================ General =========================
Q: Which measure should I use, Accuracy or WER?
A: Either is fine (as they carry the same information), but use one
   and do no mix. 

Q: How is Accuracy calculated?
A: See Section 17.19.1 of the HTK manual.

Q: I've got a message of "No token survived".
A: This means HVite failed to find the best path, and it does not give
   any recognition output for that input. The problem is that HResults
   ignore the corresponding recognition output from the analysis, 
   and it does not give accurate statistics as a result.

   This does not necessary mean you should always discard the
   recognition experiment - it would be ok if the number of the errors
   is very small (e.g. 1) as long as you understand the risk described
   below. 

   It would be a good idea to know how much amount of influence the error
   could have on the word accuracy. The following is a simulation.
   We have two test data sets, "si_dt5a.scp" (368 utterances) and
   "si_dt5a-div3.scp" (123 utterances) which is called "small".
   Assuming that N utterances were not recognised because of the
   error and the rest were recognised without errors, HResults will
   will give you the accuracy of 100%. The actual (worst) accuracy
   when the unrecognised utterances are taken into account is given as
   follows:

       test set \ N |     1     5    10
       ----------------------------------
       si_dt5a      |  99.7  98.6  97.2
       si_dt5a-div3 |  99.2  95.9  91.9
       ----------------------------------

    (where I assume all the utterances have the same length (in the
    number of words))


Q: I got an error message something like "models/R9/hmm11/MODELS"
   already exists.
A: That was caused because your training script tried to overwrite the
   existing model. As a result, training is unfinished.
   There will be two options to resolve this.
     Option A: remove the existing model and its directory.
     Option B: Rename the directory of either the existing model or the
               new one.

Q: How can I know the likelihood on the training data?
A: You can find it in the corresponding log file of your training script.
   Log files can be found in the "logs" directory in your work directory.
   For example, logs/train/R1/log-5, in which you will find the
   information something like this:
     "Reestimation complete - average log prob per frame = -1.058707e+02"

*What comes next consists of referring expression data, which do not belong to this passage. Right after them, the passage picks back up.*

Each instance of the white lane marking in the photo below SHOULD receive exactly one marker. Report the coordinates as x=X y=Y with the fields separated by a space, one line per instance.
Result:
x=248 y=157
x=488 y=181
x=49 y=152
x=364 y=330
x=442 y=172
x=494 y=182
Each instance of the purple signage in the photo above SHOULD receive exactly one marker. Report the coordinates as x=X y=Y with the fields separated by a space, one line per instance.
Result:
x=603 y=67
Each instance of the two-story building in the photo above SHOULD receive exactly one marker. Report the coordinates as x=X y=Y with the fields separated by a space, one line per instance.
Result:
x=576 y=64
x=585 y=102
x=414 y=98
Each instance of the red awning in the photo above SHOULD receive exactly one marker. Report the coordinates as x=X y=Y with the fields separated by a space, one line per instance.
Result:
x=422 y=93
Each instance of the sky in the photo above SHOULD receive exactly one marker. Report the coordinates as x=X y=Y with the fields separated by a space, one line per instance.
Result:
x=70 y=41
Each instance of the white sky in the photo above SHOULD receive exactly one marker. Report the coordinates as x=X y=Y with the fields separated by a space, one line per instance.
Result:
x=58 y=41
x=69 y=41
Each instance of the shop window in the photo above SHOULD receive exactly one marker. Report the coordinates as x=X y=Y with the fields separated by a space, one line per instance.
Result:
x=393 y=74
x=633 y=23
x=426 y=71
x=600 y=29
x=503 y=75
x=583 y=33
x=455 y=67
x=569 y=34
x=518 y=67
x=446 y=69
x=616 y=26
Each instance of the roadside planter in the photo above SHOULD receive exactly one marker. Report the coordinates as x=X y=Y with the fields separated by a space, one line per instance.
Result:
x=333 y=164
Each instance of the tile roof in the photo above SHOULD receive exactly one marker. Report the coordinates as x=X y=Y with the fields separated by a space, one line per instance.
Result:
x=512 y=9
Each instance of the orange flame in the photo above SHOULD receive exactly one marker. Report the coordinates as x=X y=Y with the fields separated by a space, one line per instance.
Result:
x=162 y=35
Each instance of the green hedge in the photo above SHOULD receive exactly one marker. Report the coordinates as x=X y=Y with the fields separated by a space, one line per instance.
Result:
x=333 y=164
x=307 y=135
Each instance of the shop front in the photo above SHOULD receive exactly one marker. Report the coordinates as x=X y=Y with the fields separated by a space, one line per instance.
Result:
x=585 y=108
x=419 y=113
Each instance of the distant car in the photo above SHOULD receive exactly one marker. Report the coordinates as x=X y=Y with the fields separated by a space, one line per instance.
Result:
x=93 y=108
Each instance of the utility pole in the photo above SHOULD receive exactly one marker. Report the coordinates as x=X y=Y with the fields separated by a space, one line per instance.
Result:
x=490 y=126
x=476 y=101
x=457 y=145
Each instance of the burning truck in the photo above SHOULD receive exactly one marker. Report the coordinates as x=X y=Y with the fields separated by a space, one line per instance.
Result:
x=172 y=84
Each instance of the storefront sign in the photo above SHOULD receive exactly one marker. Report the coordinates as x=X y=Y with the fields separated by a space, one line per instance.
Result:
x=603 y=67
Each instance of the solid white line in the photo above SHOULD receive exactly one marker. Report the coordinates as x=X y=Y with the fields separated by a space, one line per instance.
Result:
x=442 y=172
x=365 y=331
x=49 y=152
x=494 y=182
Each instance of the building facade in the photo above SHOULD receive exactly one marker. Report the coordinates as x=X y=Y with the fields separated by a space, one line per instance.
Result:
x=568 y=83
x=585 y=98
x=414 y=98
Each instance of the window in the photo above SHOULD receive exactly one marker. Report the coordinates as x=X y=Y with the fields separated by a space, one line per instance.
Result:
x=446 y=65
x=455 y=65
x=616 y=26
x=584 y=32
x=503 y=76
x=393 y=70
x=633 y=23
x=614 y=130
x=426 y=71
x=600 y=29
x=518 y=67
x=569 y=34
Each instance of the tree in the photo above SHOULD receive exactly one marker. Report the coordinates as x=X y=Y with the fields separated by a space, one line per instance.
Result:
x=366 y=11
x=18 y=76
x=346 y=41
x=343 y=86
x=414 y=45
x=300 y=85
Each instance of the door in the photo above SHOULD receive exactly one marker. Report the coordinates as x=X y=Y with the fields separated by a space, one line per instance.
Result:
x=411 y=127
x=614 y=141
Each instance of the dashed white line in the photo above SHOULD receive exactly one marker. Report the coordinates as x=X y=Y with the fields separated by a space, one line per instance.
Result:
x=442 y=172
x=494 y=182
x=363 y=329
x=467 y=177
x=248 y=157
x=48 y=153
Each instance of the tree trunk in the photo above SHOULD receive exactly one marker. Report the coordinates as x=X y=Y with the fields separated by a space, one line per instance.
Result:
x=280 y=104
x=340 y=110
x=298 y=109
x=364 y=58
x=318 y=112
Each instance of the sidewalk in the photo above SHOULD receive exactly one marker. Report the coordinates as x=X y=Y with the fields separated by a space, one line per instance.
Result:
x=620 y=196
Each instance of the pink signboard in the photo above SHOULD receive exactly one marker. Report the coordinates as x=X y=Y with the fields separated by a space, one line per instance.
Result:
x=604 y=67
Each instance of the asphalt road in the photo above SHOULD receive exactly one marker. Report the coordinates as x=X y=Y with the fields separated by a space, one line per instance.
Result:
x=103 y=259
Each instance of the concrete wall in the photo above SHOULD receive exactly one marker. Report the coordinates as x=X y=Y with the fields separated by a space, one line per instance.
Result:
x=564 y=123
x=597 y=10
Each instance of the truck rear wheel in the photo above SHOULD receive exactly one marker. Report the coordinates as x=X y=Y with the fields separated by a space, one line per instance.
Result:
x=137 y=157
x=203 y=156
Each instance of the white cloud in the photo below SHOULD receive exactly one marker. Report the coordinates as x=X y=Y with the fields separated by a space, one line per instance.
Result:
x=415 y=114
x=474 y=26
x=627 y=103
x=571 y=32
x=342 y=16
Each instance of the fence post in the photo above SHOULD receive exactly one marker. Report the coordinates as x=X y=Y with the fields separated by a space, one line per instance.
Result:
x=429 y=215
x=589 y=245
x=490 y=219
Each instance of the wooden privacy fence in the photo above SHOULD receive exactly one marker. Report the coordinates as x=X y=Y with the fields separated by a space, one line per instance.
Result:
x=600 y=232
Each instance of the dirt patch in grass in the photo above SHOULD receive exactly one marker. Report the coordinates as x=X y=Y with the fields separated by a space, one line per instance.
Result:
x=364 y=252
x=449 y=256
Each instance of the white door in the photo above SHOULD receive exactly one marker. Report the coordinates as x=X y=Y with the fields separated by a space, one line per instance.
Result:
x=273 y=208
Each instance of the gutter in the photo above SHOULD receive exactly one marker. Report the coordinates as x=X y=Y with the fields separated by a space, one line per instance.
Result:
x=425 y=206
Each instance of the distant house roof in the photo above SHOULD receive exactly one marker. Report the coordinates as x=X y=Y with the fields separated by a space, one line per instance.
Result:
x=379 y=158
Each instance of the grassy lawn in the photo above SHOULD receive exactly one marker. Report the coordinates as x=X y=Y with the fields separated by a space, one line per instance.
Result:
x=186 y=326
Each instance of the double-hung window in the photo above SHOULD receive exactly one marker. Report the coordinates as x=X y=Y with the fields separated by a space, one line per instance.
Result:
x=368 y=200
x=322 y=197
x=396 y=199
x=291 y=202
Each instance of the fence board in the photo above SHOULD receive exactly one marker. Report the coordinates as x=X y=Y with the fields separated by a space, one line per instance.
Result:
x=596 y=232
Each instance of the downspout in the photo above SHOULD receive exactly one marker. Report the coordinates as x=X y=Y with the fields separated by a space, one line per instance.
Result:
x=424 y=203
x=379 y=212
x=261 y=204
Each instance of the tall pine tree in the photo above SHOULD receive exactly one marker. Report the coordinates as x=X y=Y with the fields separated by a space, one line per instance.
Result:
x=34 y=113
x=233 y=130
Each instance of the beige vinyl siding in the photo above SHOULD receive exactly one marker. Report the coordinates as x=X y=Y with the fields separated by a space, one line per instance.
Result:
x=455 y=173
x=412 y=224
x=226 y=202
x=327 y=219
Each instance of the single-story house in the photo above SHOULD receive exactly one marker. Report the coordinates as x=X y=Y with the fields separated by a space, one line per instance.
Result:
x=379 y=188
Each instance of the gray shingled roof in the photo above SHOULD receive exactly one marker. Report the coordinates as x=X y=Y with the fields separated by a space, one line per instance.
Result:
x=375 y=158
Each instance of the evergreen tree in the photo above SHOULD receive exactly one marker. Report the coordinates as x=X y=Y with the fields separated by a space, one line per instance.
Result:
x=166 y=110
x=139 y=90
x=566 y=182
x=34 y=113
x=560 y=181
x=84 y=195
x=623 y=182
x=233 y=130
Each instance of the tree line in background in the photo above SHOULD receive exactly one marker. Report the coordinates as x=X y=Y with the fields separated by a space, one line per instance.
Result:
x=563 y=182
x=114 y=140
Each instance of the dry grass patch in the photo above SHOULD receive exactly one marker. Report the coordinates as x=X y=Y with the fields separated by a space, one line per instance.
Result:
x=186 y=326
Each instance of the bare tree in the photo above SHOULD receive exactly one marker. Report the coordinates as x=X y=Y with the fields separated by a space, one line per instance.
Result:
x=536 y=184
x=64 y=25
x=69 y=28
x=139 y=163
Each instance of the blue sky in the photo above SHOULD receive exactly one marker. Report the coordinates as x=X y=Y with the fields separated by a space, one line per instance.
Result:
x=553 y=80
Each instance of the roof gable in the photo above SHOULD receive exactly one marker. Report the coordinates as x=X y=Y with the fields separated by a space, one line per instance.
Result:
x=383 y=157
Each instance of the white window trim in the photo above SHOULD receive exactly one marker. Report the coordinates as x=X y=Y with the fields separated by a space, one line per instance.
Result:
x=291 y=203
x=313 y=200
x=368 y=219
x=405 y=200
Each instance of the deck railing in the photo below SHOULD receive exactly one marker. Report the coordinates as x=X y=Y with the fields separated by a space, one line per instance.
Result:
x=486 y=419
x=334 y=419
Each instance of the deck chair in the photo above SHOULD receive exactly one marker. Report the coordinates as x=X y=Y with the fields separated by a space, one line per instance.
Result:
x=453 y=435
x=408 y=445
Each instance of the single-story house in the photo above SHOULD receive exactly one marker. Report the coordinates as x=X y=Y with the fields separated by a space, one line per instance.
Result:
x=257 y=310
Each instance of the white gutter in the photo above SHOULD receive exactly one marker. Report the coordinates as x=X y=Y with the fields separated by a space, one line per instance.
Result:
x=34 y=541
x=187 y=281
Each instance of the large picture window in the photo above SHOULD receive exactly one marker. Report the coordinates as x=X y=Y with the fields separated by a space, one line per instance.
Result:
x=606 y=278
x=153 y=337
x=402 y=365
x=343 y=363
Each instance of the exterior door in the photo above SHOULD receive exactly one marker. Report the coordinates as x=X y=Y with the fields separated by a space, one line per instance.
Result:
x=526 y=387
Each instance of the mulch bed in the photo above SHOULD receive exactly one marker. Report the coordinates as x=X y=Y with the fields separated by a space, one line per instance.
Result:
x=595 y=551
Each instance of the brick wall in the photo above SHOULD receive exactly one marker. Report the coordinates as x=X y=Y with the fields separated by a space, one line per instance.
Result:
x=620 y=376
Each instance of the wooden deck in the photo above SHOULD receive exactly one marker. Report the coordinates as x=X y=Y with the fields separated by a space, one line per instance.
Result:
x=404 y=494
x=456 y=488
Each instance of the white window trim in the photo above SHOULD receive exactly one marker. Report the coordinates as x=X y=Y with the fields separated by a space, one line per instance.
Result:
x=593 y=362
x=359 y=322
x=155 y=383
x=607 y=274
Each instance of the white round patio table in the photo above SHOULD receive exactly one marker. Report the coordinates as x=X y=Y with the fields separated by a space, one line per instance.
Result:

Q: How can I try different feature vectors?
A1: Generally speaking, you need to calculate new feature vectors from 
   speech wave files (See A2). However, you do not need to do so as
   long as you just want to try MFCC features (e.g. MFCC_0) without
   delta features, because it's a subset of the original MFCC features
   (i.e. MFCC_0_D_A_Z) provided in the course directory. If it is the
   case, what you need to do will be to (1) create a new work
   directory for the new experiment, (2) modify the prototype files
   (in "proto" directory) [*2], and (3) configs/config.basic to
   reflect the MFCC features you want to use [*1]. 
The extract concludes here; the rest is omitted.